В принципе ему было все равно, о чем писали в «Новом американце», лишь бы чисто, ясно, уместно, с симпатией к окружающим и со скепсисом к себе. Отделавшись от антисоветского официоза, не менее предсказуемого, чем советский, не впав в панибратство, научившись избегать пафоса, сдержанно шутить и видеть в читателе равного, «Новый американец» расцвел на свободе. Выяснилось, что она скрывалась в стиле, добывалась в словаре и наряжалась простым синтаксисом. Раньше никому не приходило в голову, что устный язык может стать письменным без мата.
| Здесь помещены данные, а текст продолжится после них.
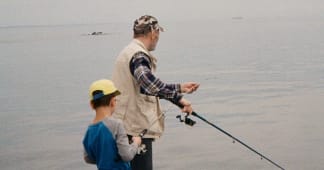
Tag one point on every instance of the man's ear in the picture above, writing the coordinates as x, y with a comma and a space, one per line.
91, 105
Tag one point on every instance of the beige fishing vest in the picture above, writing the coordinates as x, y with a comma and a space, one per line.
138, 111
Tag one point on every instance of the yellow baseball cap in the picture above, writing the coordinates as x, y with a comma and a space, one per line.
104, 86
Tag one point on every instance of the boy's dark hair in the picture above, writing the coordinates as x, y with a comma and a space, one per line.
102, 101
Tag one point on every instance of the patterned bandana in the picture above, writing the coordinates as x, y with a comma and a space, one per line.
145, 24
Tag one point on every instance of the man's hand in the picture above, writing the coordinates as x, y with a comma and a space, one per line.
189, 87
186, 106
137, 140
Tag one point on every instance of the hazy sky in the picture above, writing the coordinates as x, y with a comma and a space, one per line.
43, 12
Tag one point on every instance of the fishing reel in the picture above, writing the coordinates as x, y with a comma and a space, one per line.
186, 120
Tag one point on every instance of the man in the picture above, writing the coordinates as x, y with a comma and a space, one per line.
138, 105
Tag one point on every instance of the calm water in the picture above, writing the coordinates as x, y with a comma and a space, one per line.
261, 80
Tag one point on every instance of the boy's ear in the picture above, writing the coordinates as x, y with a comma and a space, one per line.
112, 102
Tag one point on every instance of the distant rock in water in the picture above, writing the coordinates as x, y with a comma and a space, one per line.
237, 18
96, 33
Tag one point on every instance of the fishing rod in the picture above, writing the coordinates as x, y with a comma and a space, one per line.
142, 148
190, 122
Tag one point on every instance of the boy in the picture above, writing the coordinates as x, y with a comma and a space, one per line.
105, 142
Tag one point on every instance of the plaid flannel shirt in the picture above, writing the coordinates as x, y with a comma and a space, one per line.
149, 83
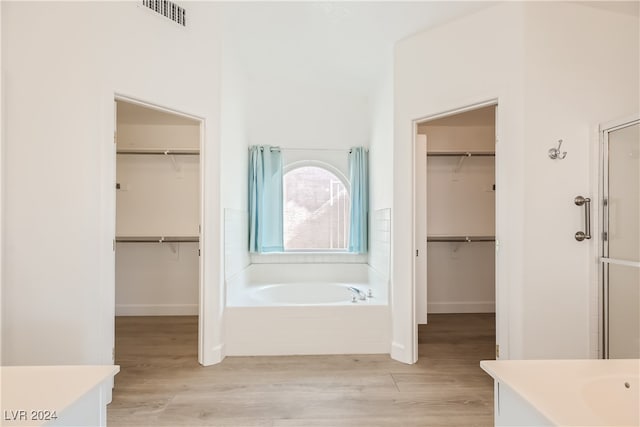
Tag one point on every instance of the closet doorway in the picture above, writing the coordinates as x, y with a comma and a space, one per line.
455, 222
158, 269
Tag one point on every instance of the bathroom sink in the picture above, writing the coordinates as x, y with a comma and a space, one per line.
614, 398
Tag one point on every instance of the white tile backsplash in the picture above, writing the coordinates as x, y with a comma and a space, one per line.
236, 242
309, 258
380, 242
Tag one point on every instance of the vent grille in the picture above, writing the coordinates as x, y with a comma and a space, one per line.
168, 9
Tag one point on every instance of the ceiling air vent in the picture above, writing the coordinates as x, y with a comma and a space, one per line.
168, 9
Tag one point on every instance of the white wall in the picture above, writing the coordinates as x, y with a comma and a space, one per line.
60, 167
302, 115
543, 63
581, 69
2, 121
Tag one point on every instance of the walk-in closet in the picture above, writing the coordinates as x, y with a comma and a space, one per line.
459, 202
158, 203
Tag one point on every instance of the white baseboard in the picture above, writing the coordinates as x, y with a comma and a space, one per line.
461, 307
156, 309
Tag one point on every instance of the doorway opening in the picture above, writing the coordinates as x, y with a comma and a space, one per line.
455, 223
158, 216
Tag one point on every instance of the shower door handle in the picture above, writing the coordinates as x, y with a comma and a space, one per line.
586, 234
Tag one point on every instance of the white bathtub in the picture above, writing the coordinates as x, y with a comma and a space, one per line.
287, 309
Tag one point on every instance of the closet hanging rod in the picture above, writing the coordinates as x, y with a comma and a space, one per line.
157, 239
160, 152
348, 150
467, 239
460, 153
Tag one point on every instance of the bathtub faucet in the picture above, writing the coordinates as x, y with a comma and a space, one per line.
358, 292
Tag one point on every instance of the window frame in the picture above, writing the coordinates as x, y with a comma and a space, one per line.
338, 174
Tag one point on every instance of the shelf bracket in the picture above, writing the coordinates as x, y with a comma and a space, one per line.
462, 158
175, 164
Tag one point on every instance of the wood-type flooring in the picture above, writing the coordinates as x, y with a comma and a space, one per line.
162, 384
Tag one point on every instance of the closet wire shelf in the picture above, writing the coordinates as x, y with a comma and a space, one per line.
467, 239
157, 239
172, 152
460, 153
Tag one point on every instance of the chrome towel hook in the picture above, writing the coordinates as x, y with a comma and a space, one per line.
554, 153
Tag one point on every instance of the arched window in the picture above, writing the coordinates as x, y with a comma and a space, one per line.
316, 209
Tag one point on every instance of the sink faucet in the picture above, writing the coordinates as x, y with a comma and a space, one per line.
358, 292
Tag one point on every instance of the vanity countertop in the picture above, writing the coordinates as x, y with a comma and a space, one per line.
32, 394
575, 392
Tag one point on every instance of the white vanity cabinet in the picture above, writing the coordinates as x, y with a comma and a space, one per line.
566, 392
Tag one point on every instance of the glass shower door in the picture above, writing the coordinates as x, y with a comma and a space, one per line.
621, 241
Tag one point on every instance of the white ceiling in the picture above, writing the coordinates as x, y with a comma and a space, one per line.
344, 45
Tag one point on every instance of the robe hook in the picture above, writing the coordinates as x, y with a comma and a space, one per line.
554, 153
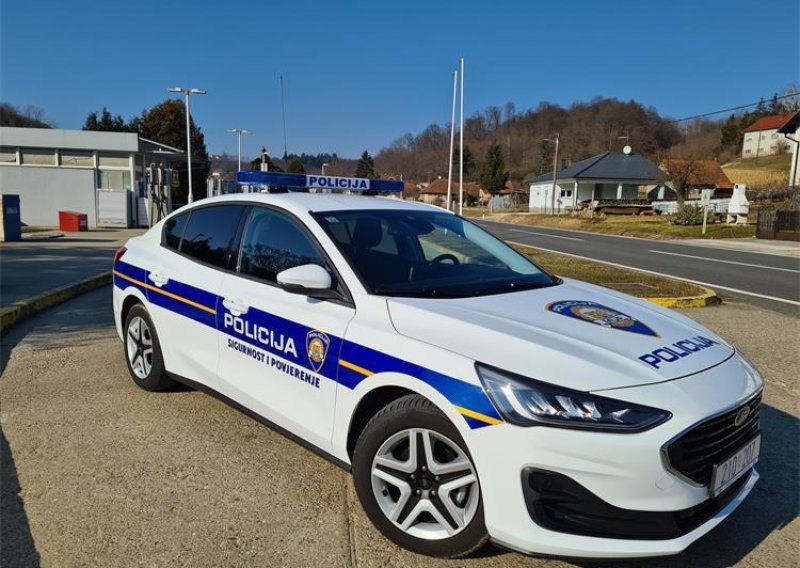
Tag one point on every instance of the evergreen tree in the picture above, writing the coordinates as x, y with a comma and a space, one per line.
366, 166
493, 176
295, 166
469, 161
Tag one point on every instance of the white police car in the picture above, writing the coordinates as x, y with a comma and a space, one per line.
472, 395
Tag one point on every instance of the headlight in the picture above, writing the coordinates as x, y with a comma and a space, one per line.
527, 402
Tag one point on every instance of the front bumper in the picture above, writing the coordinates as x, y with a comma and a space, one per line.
624, 472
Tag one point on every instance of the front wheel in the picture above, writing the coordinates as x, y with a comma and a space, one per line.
417, 482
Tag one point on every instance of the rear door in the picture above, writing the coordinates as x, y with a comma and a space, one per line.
183, 286
279, 351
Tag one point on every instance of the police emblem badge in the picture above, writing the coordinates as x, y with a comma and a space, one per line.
317, 344
600, 315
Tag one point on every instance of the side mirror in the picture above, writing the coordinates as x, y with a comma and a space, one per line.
308, 279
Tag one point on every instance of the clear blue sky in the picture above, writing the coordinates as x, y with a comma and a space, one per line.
360, 74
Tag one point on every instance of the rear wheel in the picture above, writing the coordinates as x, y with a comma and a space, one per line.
143, 351
416, 481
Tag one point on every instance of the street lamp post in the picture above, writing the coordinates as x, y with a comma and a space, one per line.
186, 92
240, 132
555, 173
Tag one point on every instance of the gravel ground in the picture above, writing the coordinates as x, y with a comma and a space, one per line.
96, 472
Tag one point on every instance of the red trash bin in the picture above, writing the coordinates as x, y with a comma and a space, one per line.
72, 221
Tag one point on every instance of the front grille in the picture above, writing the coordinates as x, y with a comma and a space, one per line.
696, 451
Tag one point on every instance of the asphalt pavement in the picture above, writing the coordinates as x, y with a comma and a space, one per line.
39, 263
771, 280
97, 472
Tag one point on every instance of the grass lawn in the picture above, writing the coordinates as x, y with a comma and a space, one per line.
630, 282
759, 173
650, 227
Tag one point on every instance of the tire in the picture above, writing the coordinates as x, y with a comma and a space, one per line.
143, 351
428, 502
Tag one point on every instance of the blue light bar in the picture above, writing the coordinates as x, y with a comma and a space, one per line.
304, 181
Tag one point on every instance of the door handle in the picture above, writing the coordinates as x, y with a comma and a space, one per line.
235, 306
158, 279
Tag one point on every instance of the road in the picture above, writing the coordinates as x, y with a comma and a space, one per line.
38, 264
772, 280
97, 472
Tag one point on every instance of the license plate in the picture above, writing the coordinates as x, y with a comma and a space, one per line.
735, 466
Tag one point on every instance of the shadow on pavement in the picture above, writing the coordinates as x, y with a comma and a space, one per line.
16, 541
77, 322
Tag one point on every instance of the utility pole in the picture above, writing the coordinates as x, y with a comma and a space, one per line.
461, 151
186, 92
452, 137
283, 112
555, 174
240, 132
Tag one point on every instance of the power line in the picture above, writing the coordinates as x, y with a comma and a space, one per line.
734, 108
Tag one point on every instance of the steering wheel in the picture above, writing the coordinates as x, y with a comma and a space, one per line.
442, 258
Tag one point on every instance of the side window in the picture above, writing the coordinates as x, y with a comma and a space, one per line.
272, 243
209, 233
173, 231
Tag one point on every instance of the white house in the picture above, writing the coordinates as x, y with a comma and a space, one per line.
608, 176
100, 174
764, 137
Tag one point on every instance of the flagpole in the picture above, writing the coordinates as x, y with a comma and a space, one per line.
452, 139
461, 149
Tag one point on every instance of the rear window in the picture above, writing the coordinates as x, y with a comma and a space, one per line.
173, 231
209, 233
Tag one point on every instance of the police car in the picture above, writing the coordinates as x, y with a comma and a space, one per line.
472, 395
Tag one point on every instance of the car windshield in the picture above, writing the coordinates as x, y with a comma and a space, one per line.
428, 254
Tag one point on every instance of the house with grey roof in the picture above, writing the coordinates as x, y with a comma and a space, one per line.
607, 176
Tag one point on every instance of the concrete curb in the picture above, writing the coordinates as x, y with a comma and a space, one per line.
707, 298
23, 309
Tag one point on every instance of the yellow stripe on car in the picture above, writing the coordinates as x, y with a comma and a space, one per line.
165, 293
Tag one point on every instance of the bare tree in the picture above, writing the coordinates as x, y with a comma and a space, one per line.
681, 174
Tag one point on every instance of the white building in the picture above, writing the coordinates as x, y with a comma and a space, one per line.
763, 137
608, 176
100, 174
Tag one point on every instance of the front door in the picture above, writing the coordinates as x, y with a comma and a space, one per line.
279, 351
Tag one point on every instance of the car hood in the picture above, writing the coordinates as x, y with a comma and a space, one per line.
574, 334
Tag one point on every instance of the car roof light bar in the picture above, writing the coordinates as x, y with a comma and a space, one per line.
278, 181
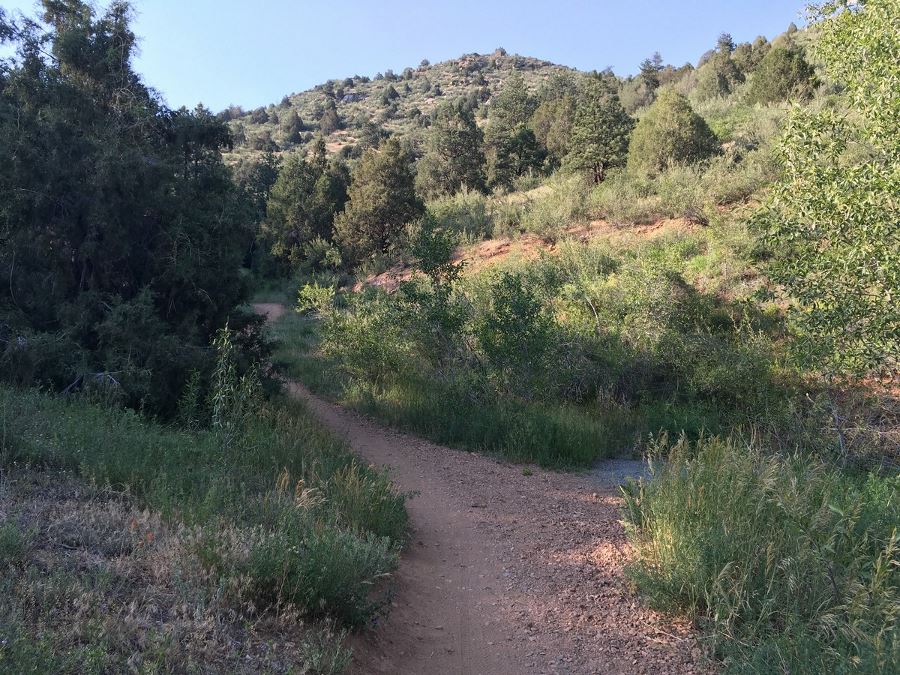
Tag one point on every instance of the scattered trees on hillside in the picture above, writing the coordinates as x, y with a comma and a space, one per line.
293, 127
511, 148
302, 204
782, 74
453, 158
330, 121
670, 133
601, 131
720, 74
554, 116
832, 218
382, 200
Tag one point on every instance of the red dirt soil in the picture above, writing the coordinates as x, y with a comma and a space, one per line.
506, 573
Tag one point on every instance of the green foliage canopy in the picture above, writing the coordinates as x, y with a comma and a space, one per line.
121, 230
670, 133
453, 157
601, 131
382, 201
832, 219
781, 75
По-моему, Довлатов, заново открывший «средний штиль» Ломоносова, и сам не заметил совершённой им революции. Сергей просто физически не выносил, когда пишут «пах» вместо «пахнул», а за «представлять из себя», мог, как я выяснил, преследовать неделями. Возделывая и пропалывая наш грамматический садик, Довлатов расчистил почву для всех. В «Новом американце» все стали взыскательными читателями других и настороженными писателями для себя. Боясь позора, мы, готовые отвечать за каждое лишнее, неточное или скучное слово, писали, озираясь, как в тылу врага.
Больше всех – по три полосы – сочинял Леша Орлов, влюбленный в баскетбол. К сожалению, им не интересовался, несмотря на двухметровый рост, Довлатов, и спортивные страницы считались рекламой, что не останавливало Лешу. Жилистый и тощий, он напоминал игрушечного зайчика из рекламы батареек «Дюрасел». Когда все выбивались из сил, Леша подрабатывал таксистом, писал про политику, соблазнял дам и заполнял случайные паузы, хлопая, как на стадионе, в ладоши: «Спар-так».
Кино занималась пара энтузиастов. Батчан был учен, Шарымова – старше и опытнее.
– Вы не можете меня к ней ревновать, – однажды сказал Довлатов, – потому, что мы встречались до вашего рождения.
Про жизнь писал все тот же многострадальный Рыскин. Знаток немецкой философии, поэт в душе и на деле, он трижды поступал на курсы программистов и возненавидел компьютеры, так и не научившись их включать. Гриша боялся нищеты, ел про запас, а на черный день купил два дома в трущобах – по доллару каждый. Когда выяснилось, что за недвижимость надо платить городу налоги, Рыскин с огромным трудом от нее избавился и наконец обрел достаток, став профессиональным массажистом. Работа открыла ему Америку в своеобразной перспективе, о чем Гриша сочинил интересную книжку. Я написал на нее хвалебную рецензию. Называлась она «Ниже пояса».